173 - Courtney Wells - Destroying the Patriarchy and Non-Hierarchical Trauma Healing

“A beauty in terrible things, sometimes, is that something amazing comes on the other side of it.” - Courtney Wells

Grab your fave beverage because my guest Courtney Wells, PhD, and I are about to spill the kombucha on taking down the patriarchy. Kombucha is tea, after all, so the idiom still works, y’all! 

Courtney is many things, including a licensed clinical psychologist and executive director at Pivot Psychological Services in Chicago, and tamer of two Pekinese. Additionally, they’re simply an amazing human with profound insights into dismantling the systemic oppression that leads to self-doubt and wayward searches for validation. Courtney’s path towards genuine self-expression informs their approach to trauma work offers a model for societal healing as well as the creation of non-hierarchical, inclusive systems in therapy and beyond. 

If you’ve listened to the show for a while (or, let’s be honest, even one episode), you know I’m a proponent and practitioner of the NeuroAffective Relational Model, or NARM. It’s my jam. Courtney ascribes to Acceptance and Commitment Therapy, or ACT. If you came to this conversation expecting a head-to-head battle of the bands, forget it. What’s often lost in our sound bite obsessed culture is space for myriad, even opposing, viewpoints. Could fanning the flames of faux debate be white supremacy rearing its ugly head? A rhetorical question, of course, because that evil spectre touches everything.

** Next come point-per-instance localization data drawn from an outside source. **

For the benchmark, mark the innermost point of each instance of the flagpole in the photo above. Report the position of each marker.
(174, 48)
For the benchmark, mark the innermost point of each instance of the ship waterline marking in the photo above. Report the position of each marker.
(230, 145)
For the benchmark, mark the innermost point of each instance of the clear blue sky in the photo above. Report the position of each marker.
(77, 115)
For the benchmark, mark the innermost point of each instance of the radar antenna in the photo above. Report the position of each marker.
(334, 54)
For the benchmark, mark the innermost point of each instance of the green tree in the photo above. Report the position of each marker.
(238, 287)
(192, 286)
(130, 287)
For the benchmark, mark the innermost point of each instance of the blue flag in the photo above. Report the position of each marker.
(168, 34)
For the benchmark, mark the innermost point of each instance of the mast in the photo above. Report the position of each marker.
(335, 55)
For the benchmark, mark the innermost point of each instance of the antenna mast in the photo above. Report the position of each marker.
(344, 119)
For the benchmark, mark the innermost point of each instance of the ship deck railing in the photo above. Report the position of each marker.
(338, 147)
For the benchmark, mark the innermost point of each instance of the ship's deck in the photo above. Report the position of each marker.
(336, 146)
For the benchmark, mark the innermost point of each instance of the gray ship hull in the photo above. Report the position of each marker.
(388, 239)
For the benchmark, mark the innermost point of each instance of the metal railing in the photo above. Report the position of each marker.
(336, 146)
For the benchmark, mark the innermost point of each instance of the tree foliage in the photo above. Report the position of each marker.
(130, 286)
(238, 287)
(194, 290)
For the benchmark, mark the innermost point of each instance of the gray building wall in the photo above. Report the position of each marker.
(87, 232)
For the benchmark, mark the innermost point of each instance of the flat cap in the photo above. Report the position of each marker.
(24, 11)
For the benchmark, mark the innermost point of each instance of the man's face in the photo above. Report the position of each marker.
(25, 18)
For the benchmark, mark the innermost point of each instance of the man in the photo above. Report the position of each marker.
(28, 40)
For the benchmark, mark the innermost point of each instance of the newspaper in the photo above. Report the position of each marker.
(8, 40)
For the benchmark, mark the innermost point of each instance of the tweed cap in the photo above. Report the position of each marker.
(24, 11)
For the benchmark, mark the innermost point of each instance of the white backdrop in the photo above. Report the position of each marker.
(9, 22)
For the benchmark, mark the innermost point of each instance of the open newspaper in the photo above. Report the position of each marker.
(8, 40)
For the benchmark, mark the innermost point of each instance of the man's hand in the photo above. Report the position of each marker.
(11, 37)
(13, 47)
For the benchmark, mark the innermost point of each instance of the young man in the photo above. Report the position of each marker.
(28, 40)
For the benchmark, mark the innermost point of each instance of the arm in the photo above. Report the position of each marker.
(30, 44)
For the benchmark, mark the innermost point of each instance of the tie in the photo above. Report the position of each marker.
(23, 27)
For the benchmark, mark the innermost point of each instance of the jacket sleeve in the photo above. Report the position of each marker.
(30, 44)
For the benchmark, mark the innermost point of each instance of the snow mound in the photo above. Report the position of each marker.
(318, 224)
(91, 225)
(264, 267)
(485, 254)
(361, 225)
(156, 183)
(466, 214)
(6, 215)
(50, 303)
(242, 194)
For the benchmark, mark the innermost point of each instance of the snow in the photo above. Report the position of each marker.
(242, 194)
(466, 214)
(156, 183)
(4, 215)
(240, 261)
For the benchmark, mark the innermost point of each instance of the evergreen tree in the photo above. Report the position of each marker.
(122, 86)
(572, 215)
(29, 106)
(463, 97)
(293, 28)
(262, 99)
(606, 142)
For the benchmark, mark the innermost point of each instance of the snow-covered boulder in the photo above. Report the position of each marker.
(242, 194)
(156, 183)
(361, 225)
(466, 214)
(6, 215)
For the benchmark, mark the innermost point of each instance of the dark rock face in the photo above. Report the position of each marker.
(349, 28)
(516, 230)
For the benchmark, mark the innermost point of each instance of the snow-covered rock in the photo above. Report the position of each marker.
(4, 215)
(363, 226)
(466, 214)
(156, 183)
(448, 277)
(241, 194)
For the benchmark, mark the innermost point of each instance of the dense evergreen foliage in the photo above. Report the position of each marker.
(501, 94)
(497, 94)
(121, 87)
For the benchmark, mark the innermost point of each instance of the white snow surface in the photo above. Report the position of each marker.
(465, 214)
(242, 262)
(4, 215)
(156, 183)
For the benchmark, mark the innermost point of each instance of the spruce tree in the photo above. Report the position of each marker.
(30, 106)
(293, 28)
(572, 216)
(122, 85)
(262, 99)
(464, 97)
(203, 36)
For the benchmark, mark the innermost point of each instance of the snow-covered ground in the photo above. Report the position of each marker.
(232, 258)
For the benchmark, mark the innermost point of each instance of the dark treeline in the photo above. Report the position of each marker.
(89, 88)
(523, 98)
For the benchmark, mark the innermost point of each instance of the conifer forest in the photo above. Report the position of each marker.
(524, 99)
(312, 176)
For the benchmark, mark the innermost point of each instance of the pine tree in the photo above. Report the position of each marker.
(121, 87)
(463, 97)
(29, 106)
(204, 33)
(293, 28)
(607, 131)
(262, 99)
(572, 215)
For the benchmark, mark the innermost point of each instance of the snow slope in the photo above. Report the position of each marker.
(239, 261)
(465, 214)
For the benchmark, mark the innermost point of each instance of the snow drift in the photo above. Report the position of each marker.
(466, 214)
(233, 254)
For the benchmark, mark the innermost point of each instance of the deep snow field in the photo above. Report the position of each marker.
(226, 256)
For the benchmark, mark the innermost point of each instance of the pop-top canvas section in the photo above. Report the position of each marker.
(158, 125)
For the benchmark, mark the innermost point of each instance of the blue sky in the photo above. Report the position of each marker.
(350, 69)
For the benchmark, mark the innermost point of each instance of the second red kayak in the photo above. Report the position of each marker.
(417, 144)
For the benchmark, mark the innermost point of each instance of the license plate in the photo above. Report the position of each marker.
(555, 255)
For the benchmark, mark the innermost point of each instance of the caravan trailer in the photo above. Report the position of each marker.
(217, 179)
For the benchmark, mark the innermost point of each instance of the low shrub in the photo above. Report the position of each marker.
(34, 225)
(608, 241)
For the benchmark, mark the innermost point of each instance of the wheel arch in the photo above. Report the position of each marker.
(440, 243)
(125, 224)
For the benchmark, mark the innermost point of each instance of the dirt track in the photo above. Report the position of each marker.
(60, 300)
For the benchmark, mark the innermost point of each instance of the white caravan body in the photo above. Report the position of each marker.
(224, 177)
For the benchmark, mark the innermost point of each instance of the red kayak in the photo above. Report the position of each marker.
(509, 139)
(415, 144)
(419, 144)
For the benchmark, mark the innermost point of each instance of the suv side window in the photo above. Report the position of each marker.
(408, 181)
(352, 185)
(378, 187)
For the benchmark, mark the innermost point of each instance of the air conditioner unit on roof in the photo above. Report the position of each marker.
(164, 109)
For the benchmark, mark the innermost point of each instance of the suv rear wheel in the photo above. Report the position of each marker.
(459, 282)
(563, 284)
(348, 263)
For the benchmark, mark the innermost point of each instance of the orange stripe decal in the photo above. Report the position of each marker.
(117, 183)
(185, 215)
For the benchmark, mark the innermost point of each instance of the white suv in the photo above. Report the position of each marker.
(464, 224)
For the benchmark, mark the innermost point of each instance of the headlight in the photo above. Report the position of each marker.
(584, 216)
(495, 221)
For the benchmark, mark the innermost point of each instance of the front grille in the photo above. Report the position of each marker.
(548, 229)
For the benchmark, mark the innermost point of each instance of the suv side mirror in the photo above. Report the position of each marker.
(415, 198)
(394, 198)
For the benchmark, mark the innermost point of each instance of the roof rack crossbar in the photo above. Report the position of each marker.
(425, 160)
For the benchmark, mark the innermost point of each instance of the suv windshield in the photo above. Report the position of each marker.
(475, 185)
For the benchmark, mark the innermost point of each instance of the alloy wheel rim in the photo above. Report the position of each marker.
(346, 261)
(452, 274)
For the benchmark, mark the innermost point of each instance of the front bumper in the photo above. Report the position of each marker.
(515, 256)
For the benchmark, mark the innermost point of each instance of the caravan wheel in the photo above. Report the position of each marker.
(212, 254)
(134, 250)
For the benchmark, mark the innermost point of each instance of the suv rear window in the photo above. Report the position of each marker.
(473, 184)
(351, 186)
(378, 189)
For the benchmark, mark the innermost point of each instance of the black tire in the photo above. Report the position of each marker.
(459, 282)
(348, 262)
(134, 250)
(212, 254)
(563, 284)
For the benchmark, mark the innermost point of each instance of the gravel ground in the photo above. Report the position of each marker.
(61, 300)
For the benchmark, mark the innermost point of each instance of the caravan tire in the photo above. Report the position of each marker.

“Destroying the patriarchy is part of ACT therapy where you take on the patriarchy, and then you destroy it,” Courtney laughs. Tongue-in-cheek aside, they credit ACT with undermining establishment principles like grind culture or the “right way” of doing and being. The right way of white supremacy, they point out, “is generally where somebody else benefits from all of your work. You get a little bit, but somebody else benefits greatly from all that you do.” 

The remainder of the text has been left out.